To start using the package, load the ‘nyctaxi’ package into your R session. Since the ‘nyctaxi’ package currently lives on GitHub and not on CRAN, you have to install it using ‘devtools’.
#install.packages("devtools")
#devtools::install_github("beanumber/nyctaxi")
Two dataframes are included in this package: ‘green_2016_01_sample’ and ‘yellow_2016_01_sample’. There are random samples of 1000 observations generated by the ‘sample’ function in base R from the 2016 January green and yellow taxi trip data.
library(nyctaxi)
data(green_2016_01_sample)
head(green_2016_01_sample)
## # A tibble: 6 x 21
## VendorID lpep_pickup_datetime Lpep_dropoff_datetime Store_and_fwd_flag
## <int> <dttm> <dttm> <chr>
## 1 1 2016-01-01 19:17:11 2016-01-01 19:25:55 N
## 2 2 2016-01-05 21:02:16 2016-01-05 21:17:13 N
## 3 1 2016-01-22 19:32:24 2016-01-22 19:49:32 N
## 4 2 2016-01-30 23:31:57 2016-01-30 23:39:28 N
## 5 2 2016-01-17 22:55:03 2016-01-17 23:00:39 N
## 6 2 2016-01-25 19:27:34 2016-01-25 19:33:05 N
## # ... with 17 more variables: RateCodeID <int>, Pickup_longitude <dbl>,
## # Pickup_latitude <dbl>, Dropoff_longitude <dbl>,
## # Dropoff_latitude <dbl>, Passenger_count <int>, Trip_distance <dbl>,
## # Fare_amount <dbl>, Extra <dbl>, MTA_tax <dbl>, Tip_amount <dbl>,
## # Tolls_amount <dbl>, Ehail_fee <chr>, improvement_surcharge <dbl>,
## # Total_amount <dbl>, Payment_type <int>, Trip_type <int>
To access data during wider time spans, make use of the ‘etl’ package to download the data and import it into a database. Please see the documentation for ‘etl_extract’ for further details and examples.
help("etl_extract.etl_nyctaxi")
The code below creates a directory on your local desktop and downloads NYC taxicab trip data from Janaury, 2016 to your local directory. It also transforms/cleans the data and loads it to a sqlite database.
taxi <- etl("nyctaxi", dir = "~/Desktop/nyctaxi/")
taxi %>%
etl_extract(years = 2016, months = 1, types = c("green")) %>%
etl_transform(years = 2016, months = 1, types = c("green")) %>%
etl_load(years = 2016, months = 1, types = "green")}
library(dplyr)
library(leaflet)
library(lubridate)
We can use leaflet
to visualize the pickup and dropoff locations of the 1000 trips in the green taxi trip dataset:
my_trips <- green_2016_01_sample
#clean_up data according to date and time of pickup
one_cab <- my_trips %>%
filter(Pickup_longitude != 0)
leaflet(data = one_cab) %>%
addTiles() %>%
addCircles(lng = ~Pickup_longitude, lat = ~Pickup_latitude) %>%
addCircles(lng = ~Dropoff_longitude, lat = ~Dropoff_latitude, color = "green")
We can use lubridate
to clean datetime variable:
clean_datetime <- my_trips %>%
mutate(lpep_pickup_datetime = ymd_hms(lpep_pickup_datetime)) %>%
mutate(Lpep_dropoff_datetime = ymd_hms(Lpep_dropoff_datetime)) %>%
mutate(weekday_pickup = weekdays(lpep_pickup_datetime)) %>%
mutate(weekday_dropoff= weekdays(Lpep_dropoff_datetime))

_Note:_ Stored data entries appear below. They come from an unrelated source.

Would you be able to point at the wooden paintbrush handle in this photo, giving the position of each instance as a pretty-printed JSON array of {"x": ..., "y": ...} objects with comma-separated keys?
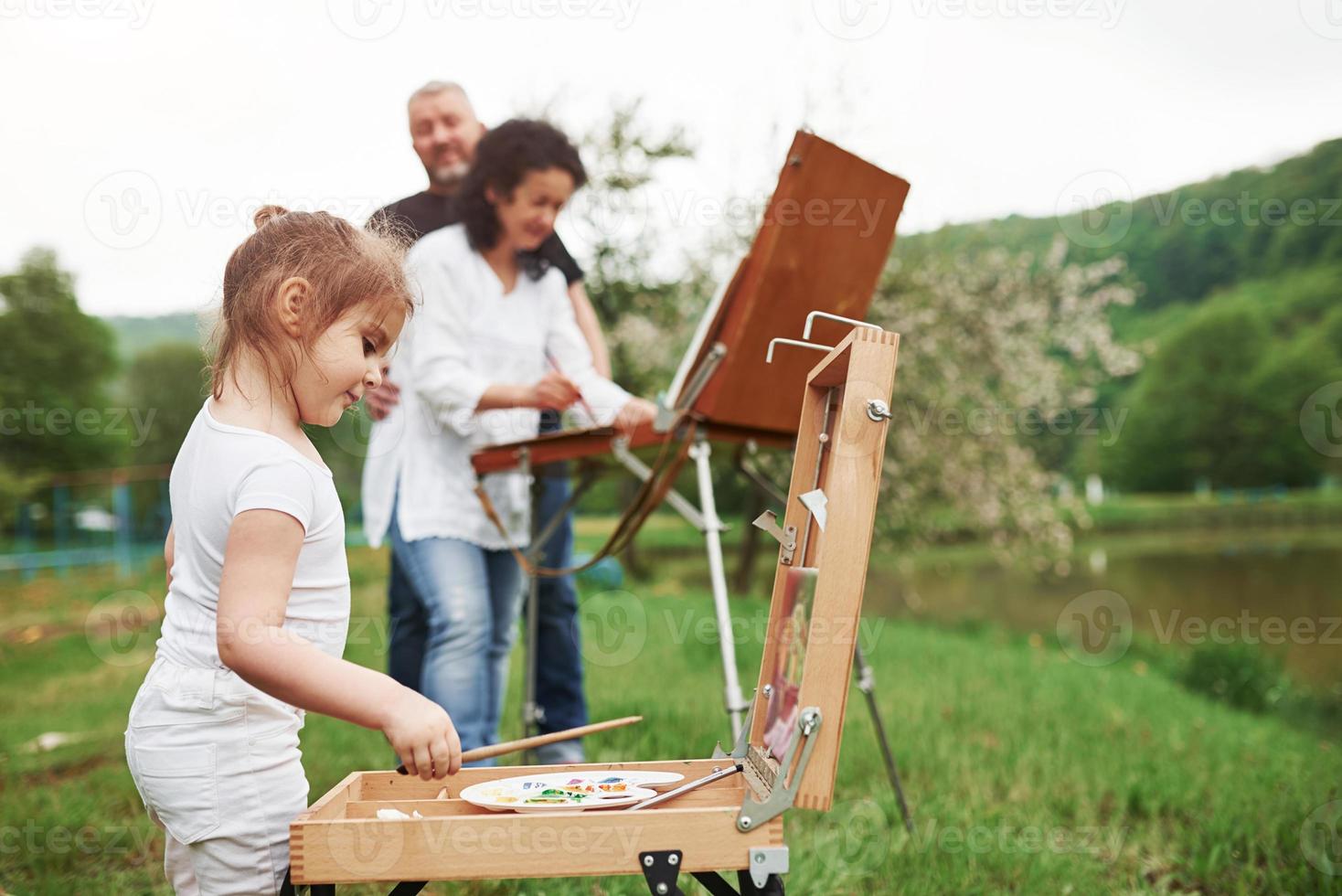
[{"x": 539, "y": 741}]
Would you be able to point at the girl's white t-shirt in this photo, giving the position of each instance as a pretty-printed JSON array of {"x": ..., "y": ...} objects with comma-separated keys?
[{"x": 220, "y": 471}]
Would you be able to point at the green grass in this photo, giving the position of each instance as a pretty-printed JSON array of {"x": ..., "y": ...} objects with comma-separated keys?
[{"x": 1026, "y": 772}]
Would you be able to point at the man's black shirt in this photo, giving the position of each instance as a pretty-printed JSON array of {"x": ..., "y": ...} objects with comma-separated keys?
[{"x": 426, "y": 212}]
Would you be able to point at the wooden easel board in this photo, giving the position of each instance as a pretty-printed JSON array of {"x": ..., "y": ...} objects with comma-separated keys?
[
  {"x": 825, "y": 240},
  {"x": 822, "y": 246}
]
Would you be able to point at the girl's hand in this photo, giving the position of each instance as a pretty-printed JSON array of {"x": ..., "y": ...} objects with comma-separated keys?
[
  {"x": 552, "y": 390},
  {"x": 634, "y": 415},
  {"x": 423, "y": 737}
]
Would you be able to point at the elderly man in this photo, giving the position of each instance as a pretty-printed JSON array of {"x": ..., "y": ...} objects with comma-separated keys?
[{"x": 444, "y": 133}]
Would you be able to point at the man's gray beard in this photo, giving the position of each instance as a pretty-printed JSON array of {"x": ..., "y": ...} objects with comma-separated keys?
[{"x": 449, "y": 178}]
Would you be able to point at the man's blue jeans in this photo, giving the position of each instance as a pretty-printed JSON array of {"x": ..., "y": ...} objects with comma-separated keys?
[
  {"x": 559, "y": 668},
  {"x": 469, "y": 599}
]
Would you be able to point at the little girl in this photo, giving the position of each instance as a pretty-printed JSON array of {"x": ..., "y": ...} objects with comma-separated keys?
[{"x": 258, "y": 586}]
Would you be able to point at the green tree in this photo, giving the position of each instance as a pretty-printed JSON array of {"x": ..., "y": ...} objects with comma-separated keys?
[
  {"x": 169, "y": 382},
  {"x": 991, "y": 349},
  {"x": 57, "y": 361}
]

We can now analyze the number of trips occurred on each day of a week:
clean_datetime %>%
group_by(weekday_pickup) %>%
summarize(N = n(), avg_dist = mean(Trip_distance),
avg_passengers = mean(Passenger_count),
avg_price = mean(Total_amount))
## # A tibble: 7 x 5
## weekday_pickup N avg_dist avg_passengers avg_price
## <chr> <int> <dbl> <dbl> <dbl>
## 1 Friday 197 2.917462 1.324873 14.82411
## 2 Monday 119 2.225882 1.344538 12.91471
## 3 Saturday 183 2.862787 1.448087 14.77727
## 4 Sunday 133 2.940075 1.413534 13.99323
## 5 Thursday 115 2.850000 1.191304 15.27861
## 6 Tuesday 132 2.545985 1.401515 13.75205
## 7 Wednesday 121 2.469256 1.586777 13.11273
It looks like on Friday and Saturday had the most trips.